Retired General Anatoly Kulikov, former head of the Russian Ministry of Internal Affairs and now chairman of the Russian State Duma’s Subcommittee for the Struggle with Terrorism, has revealed that a plan exists to designate the city of Grozny (Djohar) “a city of federal subordination.” “This,” he said, “will allow the Russian-language populace to return to Grozny and to set about restoring the oil-processing sphere.” The Chechen capital would be moved to another city (presumably Gudermes). Kulikov also reported that the State Duma is preparing a Law on Emergency Rule for use in Chechnya. The draft law is to be submitted to the Duma for its second and third reading in January 2001 (Russian agencies, December 19).
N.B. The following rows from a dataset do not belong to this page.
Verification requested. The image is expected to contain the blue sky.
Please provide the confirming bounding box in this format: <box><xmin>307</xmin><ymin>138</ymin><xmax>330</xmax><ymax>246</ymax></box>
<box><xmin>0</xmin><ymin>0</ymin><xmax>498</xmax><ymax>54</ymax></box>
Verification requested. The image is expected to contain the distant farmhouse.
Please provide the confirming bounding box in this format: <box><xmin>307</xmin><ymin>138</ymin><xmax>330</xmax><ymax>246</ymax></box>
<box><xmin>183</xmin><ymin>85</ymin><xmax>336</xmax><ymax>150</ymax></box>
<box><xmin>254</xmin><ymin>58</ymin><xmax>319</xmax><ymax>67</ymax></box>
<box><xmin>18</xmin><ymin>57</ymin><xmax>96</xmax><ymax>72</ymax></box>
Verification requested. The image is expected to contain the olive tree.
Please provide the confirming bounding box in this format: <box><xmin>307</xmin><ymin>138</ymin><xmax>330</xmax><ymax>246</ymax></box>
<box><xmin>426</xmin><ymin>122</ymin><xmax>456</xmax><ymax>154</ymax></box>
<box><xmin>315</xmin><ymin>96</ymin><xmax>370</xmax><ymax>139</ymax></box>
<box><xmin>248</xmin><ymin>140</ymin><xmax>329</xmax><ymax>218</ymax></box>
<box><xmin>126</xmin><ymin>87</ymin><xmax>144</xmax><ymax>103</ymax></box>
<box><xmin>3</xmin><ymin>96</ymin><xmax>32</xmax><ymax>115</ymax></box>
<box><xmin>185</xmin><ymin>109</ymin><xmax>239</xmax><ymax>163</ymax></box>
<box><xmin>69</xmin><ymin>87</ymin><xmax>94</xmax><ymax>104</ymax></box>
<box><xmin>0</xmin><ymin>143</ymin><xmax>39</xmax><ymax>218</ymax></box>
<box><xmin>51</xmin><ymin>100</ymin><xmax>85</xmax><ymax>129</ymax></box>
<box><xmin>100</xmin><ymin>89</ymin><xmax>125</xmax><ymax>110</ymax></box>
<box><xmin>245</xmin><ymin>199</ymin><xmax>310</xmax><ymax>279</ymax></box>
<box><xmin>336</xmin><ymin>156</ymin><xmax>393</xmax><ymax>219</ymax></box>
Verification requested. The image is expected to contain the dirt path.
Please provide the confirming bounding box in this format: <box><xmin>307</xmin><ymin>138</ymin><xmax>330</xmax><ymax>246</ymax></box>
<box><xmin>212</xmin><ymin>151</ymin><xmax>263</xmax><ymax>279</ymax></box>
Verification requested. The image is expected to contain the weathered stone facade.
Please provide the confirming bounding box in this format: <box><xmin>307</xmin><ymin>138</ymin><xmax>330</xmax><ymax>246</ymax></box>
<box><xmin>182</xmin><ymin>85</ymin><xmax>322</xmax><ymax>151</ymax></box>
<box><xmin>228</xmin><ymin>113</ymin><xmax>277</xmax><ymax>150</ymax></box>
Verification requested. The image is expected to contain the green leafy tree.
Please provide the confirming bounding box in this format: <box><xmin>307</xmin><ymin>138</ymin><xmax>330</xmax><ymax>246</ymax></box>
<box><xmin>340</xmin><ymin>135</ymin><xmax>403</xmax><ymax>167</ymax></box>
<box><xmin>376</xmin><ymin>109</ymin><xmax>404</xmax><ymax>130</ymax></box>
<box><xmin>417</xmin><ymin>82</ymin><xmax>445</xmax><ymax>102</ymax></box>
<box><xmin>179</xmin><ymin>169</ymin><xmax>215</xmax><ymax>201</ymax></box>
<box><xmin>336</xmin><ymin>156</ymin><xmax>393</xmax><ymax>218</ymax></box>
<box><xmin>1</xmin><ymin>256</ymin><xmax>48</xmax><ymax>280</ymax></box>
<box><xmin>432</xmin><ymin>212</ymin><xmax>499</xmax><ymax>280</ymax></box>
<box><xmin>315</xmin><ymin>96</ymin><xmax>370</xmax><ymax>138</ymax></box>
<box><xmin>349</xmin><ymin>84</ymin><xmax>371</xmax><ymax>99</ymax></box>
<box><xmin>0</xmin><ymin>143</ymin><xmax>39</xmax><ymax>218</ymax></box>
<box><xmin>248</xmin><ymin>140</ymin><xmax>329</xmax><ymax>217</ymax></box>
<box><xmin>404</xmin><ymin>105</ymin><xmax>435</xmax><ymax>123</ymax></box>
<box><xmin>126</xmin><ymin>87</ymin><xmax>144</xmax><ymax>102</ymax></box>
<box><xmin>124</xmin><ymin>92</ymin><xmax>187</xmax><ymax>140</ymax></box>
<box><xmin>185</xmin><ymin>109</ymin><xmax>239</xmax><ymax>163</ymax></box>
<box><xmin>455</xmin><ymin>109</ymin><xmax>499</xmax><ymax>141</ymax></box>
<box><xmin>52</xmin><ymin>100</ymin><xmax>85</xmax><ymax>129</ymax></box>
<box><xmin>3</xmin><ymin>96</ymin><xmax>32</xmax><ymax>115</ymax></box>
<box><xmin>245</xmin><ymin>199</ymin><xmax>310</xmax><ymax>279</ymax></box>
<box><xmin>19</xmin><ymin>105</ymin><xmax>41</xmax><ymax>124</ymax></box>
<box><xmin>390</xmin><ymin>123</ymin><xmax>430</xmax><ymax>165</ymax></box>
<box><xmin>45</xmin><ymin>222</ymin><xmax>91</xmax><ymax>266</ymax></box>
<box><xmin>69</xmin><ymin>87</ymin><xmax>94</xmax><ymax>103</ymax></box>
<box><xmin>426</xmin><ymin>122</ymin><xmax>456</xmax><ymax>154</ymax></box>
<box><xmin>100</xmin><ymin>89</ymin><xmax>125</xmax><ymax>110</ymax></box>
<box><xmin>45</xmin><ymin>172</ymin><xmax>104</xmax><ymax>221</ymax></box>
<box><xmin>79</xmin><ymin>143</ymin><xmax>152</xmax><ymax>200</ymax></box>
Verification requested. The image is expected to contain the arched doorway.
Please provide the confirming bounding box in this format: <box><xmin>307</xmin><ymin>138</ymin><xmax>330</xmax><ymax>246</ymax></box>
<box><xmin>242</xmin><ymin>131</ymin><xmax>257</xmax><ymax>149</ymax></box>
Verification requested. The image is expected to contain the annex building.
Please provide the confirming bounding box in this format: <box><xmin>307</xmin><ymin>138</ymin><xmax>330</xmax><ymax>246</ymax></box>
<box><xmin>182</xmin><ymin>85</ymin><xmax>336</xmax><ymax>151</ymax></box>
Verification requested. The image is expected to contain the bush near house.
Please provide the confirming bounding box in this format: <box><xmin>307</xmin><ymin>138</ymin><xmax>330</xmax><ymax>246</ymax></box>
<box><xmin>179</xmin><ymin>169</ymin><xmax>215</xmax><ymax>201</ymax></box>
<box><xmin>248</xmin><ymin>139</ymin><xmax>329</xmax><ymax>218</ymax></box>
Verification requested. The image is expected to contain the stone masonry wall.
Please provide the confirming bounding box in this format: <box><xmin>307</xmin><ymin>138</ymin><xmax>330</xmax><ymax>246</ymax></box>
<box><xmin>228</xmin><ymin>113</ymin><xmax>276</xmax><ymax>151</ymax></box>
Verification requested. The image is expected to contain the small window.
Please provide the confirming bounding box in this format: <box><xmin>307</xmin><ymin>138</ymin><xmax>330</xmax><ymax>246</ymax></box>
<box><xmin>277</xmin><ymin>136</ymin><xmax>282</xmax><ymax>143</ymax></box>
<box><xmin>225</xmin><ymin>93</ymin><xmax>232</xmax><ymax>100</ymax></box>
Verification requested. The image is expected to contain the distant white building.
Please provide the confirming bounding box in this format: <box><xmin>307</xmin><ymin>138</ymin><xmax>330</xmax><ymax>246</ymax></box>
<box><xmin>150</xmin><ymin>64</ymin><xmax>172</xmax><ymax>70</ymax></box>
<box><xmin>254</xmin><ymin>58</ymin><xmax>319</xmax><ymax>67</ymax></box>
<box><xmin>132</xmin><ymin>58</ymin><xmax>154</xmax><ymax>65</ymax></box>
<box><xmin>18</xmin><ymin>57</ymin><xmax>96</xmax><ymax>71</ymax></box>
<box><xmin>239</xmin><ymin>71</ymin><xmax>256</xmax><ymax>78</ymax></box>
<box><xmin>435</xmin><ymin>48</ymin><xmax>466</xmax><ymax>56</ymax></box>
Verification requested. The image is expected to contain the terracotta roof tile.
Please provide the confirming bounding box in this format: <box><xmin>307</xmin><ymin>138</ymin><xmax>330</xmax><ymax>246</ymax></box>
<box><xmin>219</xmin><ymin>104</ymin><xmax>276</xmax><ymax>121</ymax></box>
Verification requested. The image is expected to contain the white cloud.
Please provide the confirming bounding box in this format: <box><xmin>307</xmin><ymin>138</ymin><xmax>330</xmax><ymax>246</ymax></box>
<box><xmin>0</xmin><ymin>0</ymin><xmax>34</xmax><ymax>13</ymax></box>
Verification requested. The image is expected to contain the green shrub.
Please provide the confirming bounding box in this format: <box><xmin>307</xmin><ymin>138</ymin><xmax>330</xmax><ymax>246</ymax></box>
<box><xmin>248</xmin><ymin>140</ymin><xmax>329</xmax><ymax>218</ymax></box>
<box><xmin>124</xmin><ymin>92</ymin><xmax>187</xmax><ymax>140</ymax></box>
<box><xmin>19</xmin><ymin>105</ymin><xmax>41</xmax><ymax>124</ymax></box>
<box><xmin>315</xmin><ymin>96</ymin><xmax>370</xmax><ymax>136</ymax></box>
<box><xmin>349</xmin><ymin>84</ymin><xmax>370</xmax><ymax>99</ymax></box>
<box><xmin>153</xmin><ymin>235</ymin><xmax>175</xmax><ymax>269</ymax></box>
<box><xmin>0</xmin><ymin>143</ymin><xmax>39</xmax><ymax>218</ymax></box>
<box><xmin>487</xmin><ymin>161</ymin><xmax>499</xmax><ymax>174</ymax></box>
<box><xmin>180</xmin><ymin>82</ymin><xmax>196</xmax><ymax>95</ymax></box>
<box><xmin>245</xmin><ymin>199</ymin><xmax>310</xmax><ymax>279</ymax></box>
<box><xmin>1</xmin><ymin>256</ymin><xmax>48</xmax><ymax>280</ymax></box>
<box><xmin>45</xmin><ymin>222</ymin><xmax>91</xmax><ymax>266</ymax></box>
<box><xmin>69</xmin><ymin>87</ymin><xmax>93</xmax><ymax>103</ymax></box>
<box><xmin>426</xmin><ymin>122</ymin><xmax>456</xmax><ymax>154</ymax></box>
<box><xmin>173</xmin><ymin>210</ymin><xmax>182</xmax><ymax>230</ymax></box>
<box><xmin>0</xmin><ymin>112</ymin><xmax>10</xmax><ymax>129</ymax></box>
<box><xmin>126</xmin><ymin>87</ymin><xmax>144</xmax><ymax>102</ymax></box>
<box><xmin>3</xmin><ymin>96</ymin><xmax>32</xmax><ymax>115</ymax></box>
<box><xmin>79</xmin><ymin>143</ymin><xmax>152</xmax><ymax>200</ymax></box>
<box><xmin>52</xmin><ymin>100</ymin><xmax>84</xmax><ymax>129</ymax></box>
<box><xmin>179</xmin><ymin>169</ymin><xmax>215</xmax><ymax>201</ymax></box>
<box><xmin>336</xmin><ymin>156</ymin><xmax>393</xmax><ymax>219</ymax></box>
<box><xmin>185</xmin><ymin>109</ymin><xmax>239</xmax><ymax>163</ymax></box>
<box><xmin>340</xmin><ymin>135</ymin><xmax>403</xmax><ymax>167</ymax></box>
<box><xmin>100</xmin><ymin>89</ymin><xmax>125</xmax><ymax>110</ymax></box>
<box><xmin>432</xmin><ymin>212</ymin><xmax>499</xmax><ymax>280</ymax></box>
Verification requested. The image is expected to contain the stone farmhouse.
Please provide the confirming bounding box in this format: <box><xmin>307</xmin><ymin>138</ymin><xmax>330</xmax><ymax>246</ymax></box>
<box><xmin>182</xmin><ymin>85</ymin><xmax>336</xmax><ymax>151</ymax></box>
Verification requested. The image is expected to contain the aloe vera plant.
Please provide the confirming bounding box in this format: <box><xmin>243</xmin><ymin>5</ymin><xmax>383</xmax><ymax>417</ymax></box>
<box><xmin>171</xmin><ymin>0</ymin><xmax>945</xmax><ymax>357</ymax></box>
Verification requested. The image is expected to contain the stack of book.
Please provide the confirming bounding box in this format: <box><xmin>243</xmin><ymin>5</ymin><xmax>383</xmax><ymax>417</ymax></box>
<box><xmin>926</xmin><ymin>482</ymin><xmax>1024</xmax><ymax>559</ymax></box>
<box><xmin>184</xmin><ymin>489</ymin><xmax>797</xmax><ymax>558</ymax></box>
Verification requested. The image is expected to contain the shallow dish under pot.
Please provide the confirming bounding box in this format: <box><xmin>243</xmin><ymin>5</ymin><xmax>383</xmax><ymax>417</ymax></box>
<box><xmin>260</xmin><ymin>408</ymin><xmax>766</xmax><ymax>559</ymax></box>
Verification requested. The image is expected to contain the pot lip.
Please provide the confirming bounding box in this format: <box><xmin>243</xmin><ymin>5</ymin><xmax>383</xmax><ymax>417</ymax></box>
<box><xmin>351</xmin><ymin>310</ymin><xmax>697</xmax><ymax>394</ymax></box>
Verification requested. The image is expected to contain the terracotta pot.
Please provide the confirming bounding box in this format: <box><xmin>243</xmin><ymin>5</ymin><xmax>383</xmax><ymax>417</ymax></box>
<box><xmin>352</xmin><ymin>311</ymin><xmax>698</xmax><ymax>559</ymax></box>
In mid-December, members of the Council of Cossack Officers, representing Don, Kuban and Terek Cossacks, met in Rostov-on-Don and discussed ways in which Cossack families could be returned to three northern districts of Chechnya (Glasnost-Caucasus News Service, December 17). General Viktor Kazantsev, Plenipotentiary Presidential Representative for the Southern Federal District, related in an interview with the publication Vek what he had said to the assembled Cossacks: “I said, ‘Respected Cossacks, three districts of Chechnya-Tersky [Naursky], Shelkovsky, and Nadterechnyi–have always belonged to the Cossacks. Go, restore them, take possession of them anew!'” But, Kazantsev complained, most Cossacks have to date not been eager to do so: “No, they don’t go there. Many for the time being are wavering, playing a waiting game” (Vek, December 27).